Только дойдя еще своими, пусть и ватными ногами до операционной, поняла Таня, что ни разу не была в больнице, не вдыхала запах карболки, не морщилась от стерильности бахил и нагромождения приборов. Взятая в плотное человеческое кольцо, она задыхалась. Впереди стояла врач, сбоку девушка со шприцем наперевес, ту, что была сзади, Таня не видела, а лишь ощущая присутствие, пугалась больше всего. Она глохла, не слышала их простых дежурных фраз. Когда чем-то холодным провели по ляжкам, а девушка аккуратно, но настойчиво взяла Танину руку в свою, охватил ее настоящий ужас. Вырываясь, пыталась пошевелить она скованными ногами и руками, но игла нашла свою синенькую жилку вены, и сразу выключили свет.

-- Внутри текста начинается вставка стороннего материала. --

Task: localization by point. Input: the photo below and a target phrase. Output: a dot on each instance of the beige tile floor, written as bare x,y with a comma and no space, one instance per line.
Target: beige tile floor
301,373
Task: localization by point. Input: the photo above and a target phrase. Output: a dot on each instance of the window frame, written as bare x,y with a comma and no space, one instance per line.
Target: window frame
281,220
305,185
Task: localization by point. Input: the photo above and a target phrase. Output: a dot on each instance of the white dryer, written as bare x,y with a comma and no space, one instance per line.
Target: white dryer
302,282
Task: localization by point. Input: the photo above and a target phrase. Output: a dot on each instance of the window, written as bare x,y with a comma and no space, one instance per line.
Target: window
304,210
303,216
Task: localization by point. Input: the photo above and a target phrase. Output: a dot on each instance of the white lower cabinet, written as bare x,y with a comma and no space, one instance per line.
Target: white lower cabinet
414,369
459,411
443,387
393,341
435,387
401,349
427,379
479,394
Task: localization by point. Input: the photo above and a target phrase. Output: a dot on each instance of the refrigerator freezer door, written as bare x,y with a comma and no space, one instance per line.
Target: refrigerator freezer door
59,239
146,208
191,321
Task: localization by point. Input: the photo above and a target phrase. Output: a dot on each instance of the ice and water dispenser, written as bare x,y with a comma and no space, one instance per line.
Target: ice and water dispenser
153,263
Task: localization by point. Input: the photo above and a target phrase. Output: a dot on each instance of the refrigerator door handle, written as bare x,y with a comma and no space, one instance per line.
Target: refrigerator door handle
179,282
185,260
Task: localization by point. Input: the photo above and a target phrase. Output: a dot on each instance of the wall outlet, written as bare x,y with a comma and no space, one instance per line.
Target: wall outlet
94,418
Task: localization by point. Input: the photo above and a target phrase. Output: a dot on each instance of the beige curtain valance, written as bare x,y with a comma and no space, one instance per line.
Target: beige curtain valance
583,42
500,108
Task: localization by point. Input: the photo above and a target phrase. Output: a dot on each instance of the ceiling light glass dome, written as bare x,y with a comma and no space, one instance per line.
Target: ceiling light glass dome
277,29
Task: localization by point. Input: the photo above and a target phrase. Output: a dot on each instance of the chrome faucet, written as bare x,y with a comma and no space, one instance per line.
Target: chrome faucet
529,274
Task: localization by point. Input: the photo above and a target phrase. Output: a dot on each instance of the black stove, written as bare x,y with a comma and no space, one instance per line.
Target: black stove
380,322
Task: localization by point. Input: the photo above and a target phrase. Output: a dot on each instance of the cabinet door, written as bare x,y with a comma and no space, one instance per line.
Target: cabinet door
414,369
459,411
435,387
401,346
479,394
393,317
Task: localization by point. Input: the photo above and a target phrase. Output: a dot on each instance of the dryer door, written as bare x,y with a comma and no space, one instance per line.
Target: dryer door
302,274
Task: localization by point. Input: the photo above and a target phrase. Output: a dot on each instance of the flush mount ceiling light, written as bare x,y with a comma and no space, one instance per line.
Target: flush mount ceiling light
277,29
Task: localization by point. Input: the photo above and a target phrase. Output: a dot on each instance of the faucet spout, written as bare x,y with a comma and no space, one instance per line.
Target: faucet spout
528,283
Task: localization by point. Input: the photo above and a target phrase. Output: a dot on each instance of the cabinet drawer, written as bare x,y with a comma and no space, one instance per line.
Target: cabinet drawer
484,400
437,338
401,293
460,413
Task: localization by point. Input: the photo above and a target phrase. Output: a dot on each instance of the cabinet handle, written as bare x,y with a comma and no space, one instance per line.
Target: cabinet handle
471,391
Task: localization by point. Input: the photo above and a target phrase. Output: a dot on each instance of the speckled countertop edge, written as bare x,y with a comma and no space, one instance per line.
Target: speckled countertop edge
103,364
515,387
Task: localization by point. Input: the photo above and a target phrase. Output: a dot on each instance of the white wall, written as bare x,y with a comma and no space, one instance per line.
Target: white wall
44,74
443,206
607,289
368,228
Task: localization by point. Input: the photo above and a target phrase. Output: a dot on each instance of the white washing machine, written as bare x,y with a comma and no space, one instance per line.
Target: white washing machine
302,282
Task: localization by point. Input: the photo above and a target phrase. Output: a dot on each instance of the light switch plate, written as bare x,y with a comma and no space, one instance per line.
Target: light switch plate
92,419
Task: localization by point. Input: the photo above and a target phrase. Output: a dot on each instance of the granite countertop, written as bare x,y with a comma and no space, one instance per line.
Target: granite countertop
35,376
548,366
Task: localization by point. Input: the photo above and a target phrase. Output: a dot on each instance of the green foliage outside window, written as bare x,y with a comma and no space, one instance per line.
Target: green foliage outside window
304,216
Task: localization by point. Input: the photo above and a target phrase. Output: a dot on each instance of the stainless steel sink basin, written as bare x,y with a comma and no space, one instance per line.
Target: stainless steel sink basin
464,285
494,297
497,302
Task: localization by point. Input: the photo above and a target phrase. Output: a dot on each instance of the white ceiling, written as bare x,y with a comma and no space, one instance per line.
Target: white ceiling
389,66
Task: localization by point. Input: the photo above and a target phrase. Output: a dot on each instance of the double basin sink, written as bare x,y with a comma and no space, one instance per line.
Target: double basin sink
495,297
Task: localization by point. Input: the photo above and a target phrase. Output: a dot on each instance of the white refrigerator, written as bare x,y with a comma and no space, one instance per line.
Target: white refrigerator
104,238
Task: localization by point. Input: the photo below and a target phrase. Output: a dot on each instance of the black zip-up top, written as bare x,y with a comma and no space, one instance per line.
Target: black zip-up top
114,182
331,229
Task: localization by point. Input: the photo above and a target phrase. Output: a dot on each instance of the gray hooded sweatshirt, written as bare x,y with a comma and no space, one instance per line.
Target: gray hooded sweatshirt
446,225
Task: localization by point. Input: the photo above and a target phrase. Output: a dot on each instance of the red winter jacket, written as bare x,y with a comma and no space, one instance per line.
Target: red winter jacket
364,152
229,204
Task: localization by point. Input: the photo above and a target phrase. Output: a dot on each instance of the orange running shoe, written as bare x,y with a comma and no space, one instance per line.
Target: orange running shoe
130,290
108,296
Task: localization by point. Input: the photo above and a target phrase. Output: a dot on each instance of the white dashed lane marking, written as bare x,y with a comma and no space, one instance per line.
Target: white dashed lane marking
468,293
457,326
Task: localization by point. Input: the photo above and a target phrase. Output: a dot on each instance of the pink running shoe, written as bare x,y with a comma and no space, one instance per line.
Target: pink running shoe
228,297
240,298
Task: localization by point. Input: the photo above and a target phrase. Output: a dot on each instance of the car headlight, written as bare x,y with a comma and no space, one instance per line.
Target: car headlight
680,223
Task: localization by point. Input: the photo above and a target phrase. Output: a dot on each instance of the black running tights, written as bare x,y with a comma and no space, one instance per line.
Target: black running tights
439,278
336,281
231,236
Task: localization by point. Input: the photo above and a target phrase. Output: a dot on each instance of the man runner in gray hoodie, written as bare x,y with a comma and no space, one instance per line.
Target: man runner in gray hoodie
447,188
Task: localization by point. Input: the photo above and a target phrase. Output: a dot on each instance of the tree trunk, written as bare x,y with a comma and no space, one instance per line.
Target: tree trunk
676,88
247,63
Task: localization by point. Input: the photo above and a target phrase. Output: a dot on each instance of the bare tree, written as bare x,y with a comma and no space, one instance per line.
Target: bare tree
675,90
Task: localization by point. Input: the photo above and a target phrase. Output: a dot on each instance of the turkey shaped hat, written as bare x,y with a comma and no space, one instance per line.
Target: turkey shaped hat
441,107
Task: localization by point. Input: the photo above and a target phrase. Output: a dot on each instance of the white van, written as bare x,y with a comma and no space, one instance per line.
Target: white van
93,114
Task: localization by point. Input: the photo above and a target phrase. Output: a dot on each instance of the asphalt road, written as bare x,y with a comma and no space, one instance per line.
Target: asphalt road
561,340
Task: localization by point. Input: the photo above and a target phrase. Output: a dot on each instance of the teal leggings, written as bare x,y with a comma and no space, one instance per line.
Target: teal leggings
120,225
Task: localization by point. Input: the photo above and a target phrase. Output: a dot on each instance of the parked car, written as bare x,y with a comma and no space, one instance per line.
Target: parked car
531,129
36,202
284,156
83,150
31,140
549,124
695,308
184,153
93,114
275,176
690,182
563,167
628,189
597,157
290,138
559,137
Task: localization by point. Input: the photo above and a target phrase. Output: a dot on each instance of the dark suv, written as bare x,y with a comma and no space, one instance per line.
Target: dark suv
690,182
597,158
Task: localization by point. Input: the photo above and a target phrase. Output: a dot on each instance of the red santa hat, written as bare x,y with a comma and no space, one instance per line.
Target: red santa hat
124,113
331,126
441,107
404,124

Таня бежала по коридору, круглому, застекленному, вид из которого напоминал ресторан «Седьмое небо». Она стучала в окно, кричала, думала, что вот-вот кто-нибудь выйдет ей навстречу. Но в окне показался лишь ее отец, никогда нелюбимый, чужой, небритый, давно свезенный в московский крематорий. Отец тянул к ней руки, и она смотрела лишь на его ногти, увеличенные, лакированные, круглые, как у всех алкоголиков. И чувствовала, что больше никого не будет, никто не появится в этом стеклянном коридоре…

– Не плачешь уже? – Из белизны потолка на Таню опускалось лицо полной санитарки.

– А я что, плакала? – выдавила из себя Таня.

– Плакала, ой как плакала. – Санитарка всплеснула руками, выражая степень Таниного плача, помолчала и многозначительно добавила: – От любви это. От любви.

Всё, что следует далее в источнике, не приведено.